Impact-Journalism

Forget kerosene. This lamp runs off salt water

2016-06-25 07:22

Philippines – It all started with the idea of illuminating the darkest communities in the Philippines using a staple commodity. 

In 2011, during an immersion trip with a local tribe in the northern province of Kalinga, Aisa Mijeno came up with the idea for the Sustainable Alternative Lighting, or Salt, lamp. 

Sustainable Alternative Lighting co-founder Aisa Mijeno working on a prototype of the lamp. Picture: Sustainable Alternative Lighting

“I learned that people don’t have access to electricity and use kerosene lanterns as their main source of lighting,” she says, adding that the local people had to go down the mountains every other day to buy kerosene for their lamps. 

“This inspired me to come up with Salt lamp, since salt is pretty much abundant and a staple item in every household in the Philippines,” she recalls. 

More than four years later, during the Asia Pacific Economic Cooperation summit in Manila in November 2015, Mijeno shared the stage with US President Barack Obama and Chinese business magnate Jack Ma to discuss the project. 

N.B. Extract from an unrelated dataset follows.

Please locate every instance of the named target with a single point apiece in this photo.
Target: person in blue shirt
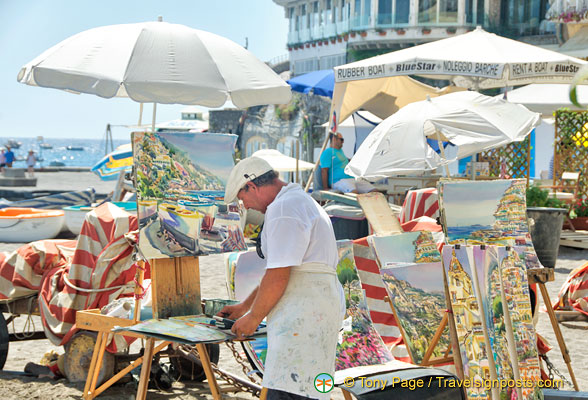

“I was really nervous. I knew that I was there to represent the local startup community and later realised that it was not just the local startup community but the Philippines as a whole so I thought I should be really careful with all my answers,” she recalls. 

Salt seeks to provide a sustainable, alternative source of lighting to communities that rely on kerosene-powered lamps. Picture: Sustainable Alternative Lighting

She said the invitation to join Obama and Ma – the founder and chief executive officer of Alibaba – came as a surprise. Mijeno, her brother and Salt co-founder Raphael, and the rest of their team were supposed to join the summit for small and medium enterprises. 

While on their way, she said she received a call from someone from the White House inviting her to be part of a panel discussion that would be moderated by Obama. 

“The first emotion I felt, to be quite honest, during the whole conversation was fear – because I was not sure if we were ready for the kind of exposure this will bring us. It will surely put a heavy pressure on our shoulders, but it was a once in a lifetime event, so my brother pushed me to accept the proposal,” says Mijeno. 

During the discussion, she explained the concept of Salt, which uses a saline solution to power LED lamps and a USB port that can charge smartphones. 

She evoked to the audience, “the huge effect we’ll be able to contribute when we dive into developing large-scale for the technology”. 

“Just imagine if we are able to power a whole island using ocean water.” 

Obama, who led the panel discussion after his speech at the summit, was impressed with the presentation of the young engineer, entrepreneur, and part-time faculty member at the De La Salle University in Lipa, Batangas. 

“I think Aisa is a perfect example of what we’re seeing in a lot of countries, young entrepreneurs coming up with leap-frog technology,” he said. 

The lamp uses a mixture of salt and water to energise a light-emitting diode. It also has a USB port that can be used to charge smartphones and other gadgets. Picture: Sustainable Alternative Lighting

Salt lamp 

This lamp won’t only bring light to rural communities, but will also help them deviate from the use of kerosene. 

“Kerosene lanterns have been so pervasive because this lighting system has been passed down from generation to generation. But instead of pouring kerosene, you’re pouring saltwater. Instead of lighting a match, you push an on and off button,” she explains. 

The lamp uses the science behind the “Galvanic cell”, which is the basis for battery-making. But instead of electrolytes, it uses a non-toxic saline solution to make the entire process safe and harmless. 

Mijeno says they are continuously developing the design and the system to make it even more efficient. 

“We are working on new units to be deployed still for field testing. We wanted to extract all needed inputs for design, system, and functionality so we can improve the product even more before really going into mass production,” says Mijeno. 

“But we are also working towards the production of a first batch for distribution. Currently, we are in partnership with a local manufacturing company and working together with their engineers,” she adds. 

The startup also started various social activities with the aim of providing lamps to communities with no access to electricity. Among those identified as beneficiaries are residents of Buscalan town in Kalinga, where everything began. 

“[We plan to] focus on research and development and further create more efficient innovations that would help uplift people at the bottom of the pyramid,” she says.